Het Hooggerechtshof van Lahore wil weten welke wet van toepassing zou zijn indien gehoor wordt gegeven aan het verzoek van een advocaat om de Koh-i-Noor-diamant op te eisen bij koningin Elizabeth. Dat zeiden de rechters in een eerste hoorzitting over de vraag van Javed Iqbal Jaffry. Die vindt dat het kleinood toebehoort aan Pakistan.

Aanvankelijk wilde het hooggerechtshof het verzoek niet in behandeling nemen, maar nu krijgt de advocaat tot 25 februari de tijd duidelijk te maken welke wet kan worden gebruikt om – zoals hij wil – de regering in Islamabad te dwingen de diamant in Londen op te eisen.

Voor Iqbal Jaffry is dat eigenlijk simpel. Het gaat om gestolen goed, dat in zijn visie rechtmatig toebehoort aan Pakistan en in 1850 is geroofd door de Britten.
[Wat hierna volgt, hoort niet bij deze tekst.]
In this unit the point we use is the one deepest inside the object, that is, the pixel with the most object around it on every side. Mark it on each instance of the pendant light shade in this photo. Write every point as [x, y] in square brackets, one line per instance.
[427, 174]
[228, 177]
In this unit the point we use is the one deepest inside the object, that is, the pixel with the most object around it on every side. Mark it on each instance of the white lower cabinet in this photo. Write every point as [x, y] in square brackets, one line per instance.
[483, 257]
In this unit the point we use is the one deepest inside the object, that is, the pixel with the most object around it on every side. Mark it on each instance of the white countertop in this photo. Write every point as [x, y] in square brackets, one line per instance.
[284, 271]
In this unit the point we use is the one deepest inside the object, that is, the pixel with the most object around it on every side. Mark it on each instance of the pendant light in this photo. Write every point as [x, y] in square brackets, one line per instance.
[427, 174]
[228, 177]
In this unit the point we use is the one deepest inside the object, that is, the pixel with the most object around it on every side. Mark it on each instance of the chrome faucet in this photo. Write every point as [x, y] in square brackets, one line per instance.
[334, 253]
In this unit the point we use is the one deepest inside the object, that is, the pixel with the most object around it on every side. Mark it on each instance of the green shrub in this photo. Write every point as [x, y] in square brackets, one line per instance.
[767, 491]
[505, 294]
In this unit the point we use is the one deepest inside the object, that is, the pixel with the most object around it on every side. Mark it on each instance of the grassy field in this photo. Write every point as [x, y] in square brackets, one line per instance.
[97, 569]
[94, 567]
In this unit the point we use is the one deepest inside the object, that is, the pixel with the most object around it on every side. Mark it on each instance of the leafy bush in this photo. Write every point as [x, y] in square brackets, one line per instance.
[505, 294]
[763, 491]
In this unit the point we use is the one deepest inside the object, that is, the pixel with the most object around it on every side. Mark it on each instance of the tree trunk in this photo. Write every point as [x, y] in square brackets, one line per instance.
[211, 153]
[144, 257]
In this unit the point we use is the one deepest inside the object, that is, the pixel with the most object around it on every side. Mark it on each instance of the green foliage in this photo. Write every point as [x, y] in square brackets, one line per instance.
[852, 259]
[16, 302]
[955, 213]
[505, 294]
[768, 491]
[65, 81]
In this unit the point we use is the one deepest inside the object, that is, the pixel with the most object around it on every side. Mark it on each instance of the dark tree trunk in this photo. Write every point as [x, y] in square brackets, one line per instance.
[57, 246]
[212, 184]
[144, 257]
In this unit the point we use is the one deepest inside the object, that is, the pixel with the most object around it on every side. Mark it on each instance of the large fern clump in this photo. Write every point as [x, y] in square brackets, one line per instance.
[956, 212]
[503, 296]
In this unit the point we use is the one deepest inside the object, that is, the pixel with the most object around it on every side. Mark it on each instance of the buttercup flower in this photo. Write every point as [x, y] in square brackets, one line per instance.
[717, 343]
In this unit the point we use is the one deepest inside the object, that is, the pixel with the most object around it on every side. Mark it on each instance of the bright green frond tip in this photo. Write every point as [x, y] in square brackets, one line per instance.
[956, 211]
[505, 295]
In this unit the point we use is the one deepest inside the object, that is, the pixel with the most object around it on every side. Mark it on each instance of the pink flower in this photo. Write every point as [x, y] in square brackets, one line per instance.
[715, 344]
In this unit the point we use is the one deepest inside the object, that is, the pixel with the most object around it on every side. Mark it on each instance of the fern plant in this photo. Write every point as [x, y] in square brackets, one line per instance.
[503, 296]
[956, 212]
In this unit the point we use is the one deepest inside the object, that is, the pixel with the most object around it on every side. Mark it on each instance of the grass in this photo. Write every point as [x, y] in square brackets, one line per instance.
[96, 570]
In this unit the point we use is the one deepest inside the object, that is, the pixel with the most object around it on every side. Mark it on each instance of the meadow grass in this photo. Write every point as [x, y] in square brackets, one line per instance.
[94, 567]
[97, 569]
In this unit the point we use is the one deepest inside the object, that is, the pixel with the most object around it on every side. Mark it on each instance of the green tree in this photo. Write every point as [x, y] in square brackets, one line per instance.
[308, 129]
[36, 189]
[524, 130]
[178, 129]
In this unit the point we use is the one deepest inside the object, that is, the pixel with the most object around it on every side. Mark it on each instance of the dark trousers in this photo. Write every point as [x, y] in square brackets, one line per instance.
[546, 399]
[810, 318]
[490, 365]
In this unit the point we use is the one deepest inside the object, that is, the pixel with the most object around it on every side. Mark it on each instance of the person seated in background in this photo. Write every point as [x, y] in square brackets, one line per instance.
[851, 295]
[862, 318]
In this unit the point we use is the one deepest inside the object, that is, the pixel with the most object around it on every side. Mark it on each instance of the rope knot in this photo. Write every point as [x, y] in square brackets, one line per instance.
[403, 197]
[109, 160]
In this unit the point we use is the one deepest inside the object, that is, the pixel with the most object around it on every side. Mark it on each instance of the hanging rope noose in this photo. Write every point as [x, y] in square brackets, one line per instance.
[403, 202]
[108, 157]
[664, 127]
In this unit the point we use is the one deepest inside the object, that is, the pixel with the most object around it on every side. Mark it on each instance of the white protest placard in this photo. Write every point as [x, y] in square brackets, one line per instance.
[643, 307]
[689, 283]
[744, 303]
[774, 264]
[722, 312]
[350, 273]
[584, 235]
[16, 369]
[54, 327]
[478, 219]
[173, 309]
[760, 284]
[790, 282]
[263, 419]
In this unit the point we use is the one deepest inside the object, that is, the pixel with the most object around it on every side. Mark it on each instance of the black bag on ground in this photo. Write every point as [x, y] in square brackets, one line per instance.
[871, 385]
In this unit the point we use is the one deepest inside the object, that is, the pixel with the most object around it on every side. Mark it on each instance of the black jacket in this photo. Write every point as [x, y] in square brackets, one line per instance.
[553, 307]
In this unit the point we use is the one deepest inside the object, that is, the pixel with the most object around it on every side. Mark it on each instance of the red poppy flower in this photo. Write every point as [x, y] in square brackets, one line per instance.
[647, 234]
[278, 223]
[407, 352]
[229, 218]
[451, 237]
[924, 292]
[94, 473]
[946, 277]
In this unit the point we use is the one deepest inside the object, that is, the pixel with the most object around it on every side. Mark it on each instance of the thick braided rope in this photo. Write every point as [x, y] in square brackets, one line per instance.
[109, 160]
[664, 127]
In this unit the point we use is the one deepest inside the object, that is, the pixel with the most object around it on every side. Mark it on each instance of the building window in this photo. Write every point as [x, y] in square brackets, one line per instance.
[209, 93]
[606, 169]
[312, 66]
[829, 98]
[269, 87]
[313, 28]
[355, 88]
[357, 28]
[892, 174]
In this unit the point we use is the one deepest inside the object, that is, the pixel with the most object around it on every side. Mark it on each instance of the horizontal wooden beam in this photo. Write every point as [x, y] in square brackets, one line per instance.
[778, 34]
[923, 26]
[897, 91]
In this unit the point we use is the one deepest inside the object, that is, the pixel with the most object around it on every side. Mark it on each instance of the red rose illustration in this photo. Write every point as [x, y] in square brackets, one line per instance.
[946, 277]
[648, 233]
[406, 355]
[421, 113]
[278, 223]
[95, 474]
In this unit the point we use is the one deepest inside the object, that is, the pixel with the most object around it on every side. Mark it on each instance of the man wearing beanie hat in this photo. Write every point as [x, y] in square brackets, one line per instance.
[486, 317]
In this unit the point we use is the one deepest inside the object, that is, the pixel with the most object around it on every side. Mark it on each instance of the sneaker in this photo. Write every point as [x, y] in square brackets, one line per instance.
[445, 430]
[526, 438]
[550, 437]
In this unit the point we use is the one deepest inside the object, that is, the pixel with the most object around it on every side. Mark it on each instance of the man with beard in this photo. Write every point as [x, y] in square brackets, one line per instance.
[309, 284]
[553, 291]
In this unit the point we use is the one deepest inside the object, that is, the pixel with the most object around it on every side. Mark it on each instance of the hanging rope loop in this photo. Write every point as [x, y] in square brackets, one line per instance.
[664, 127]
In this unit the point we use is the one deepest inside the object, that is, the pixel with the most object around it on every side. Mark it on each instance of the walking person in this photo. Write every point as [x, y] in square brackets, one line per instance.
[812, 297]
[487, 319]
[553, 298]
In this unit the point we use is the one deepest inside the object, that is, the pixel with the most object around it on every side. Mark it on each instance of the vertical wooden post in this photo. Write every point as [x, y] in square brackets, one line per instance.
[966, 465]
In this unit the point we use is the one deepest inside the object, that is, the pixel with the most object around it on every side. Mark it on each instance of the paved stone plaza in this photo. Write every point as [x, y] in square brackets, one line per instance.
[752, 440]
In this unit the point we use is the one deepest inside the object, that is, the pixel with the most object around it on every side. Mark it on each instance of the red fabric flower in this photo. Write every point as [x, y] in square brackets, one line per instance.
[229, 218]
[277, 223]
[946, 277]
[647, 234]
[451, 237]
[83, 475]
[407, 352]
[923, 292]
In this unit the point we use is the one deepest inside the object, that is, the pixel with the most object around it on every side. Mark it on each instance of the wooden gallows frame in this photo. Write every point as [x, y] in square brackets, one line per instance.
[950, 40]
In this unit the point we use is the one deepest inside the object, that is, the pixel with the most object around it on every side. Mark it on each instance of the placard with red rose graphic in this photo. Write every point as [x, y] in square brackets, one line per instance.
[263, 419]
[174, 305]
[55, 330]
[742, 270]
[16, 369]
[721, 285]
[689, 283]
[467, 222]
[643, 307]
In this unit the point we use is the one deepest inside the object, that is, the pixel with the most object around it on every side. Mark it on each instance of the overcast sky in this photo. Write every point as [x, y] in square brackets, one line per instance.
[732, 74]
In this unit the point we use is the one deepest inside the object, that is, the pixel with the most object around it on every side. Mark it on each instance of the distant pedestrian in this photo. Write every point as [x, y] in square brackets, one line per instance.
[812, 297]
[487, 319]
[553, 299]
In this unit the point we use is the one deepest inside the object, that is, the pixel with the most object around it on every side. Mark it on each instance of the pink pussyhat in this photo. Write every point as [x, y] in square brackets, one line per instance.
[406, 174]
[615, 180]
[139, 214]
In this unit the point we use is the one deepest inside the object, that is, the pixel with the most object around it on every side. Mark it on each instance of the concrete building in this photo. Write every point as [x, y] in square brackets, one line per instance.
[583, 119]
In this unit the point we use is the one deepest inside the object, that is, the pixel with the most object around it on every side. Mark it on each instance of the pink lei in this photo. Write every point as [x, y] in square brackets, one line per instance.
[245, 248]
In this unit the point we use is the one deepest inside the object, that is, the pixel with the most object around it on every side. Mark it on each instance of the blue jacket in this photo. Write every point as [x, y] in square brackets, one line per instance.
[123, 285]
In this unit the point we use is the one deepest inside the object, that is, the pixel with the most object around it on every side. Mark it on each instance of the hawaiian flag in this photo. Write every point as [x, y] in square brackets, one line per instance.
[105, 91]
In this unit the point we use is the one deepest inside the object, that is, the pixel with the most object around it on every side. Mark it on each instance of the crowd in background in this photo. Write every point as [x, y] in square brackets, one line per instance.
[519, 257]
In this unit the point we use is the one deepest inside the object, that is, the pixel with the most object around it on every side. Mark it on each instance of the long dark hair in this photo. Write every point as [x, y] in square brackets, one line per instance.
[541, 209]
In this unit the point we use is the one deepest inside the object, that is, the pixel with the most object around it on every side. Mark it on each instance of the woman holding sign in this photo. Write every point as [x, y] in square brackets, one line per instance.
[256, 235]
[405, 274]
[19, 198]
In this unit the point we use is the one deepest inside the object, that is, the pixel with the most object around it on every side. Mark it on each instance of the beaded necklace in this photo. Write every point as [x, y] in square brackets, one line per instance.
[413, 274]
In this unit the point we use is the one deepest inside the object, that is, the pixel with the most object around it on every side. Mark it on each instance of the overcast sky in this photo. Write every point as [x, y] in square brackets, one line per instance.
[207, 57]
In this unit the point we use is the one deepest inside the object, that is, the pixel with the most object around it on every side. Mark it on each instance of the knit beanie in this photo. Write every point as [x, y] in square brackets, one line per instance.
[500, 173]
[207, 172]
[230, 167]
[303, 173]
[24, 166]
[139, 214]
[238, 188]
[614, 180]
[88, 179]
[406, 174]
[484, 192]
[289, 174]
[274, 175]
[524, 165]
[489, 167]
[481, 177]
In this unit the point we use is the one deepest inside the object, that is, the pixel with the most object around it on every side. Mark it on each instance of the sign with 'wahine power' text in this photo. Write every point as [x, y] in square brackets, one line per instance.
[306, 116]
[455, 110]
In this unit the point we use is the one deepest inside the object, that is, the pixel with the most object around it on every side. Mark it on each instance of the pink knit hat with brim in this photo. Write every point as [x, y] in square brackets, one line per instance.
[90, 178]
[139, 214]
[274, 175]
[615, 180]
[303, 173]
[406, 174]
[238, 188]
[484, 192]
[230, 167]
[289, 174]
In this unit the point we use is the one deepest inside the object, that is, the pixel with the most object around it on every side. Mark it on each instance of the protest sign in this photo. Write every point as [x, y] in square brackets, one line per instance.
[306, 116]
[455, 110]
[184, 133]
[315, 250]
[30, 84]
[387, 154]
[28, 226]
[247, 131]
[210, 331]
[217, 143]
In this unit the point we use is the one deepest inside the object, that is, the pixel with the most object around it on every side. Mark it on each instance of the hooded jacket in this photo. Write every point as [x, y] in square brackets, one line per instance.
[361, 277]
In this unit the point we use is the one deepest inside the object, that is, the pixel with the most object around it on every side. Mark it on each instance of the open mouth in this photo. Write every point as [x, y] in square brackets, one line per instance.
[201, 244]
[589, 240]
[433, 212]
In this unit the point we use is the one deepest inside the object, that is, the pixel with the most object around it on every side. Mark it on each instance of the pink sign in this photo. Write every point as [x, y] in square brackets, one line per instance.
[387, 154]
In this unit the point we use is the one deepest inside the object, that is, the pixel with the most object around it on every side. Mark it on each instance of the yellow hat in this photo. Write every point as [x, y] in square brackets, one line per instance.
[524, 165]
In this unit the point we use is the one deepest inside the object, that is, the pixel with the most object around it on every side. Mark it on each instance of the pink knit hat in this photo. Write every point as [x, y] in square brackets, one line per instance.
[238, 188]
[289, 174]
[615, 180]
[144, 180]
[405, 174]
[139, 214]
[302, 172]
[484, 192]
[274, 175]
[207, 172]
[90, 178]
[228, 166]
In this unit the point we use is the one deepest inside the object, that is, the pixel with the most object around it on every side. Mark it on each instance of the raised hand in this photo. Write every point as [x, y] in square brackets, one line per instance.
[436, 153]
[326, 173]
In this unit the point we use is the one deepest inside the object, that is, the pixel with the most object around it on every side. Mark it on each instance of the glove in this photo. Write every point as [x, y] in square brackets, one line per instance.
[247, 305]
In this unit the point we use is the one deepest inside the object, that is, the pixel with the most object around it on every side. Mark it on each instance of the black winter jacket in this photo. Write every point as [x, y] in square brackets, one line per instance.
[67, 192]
In de Britse versie van de gebeurtenissen ging het overigens om een schenking aan de toenmalige koningin Victoria.

De Koh-i-Noor, de ‘berg van licht’ die destijds nog door Amsterdamse diamantslijpers onder handen is genomen, maakt nu deel uit van de in de Tower in Londen bewaarde kroonjuwelen. Van teruggave kan geen sprake zijn, maakte premier David Cameron jaren geleden al duidelijk.

De advocaat heeft echter nog een probleem. Niet alleen moet hij het Hooggerechtshof van Lahore zien te overtuigen, hij zal ook duidelijk moeten maken waarom de diamant aan Pakistan zou toebehoren en niet aan buurland India. Daar is eerder ook al om de Koh-i-Noor gevraagd, en Jaffry inspireerde met zijn actie een groep Indiërs in Groot-Brittannië om op hun beurt het Brits Hooggerechtshof te bewegen koningin Elizabeth te gebieden de diamant terug te geven. Aan India uiteraard.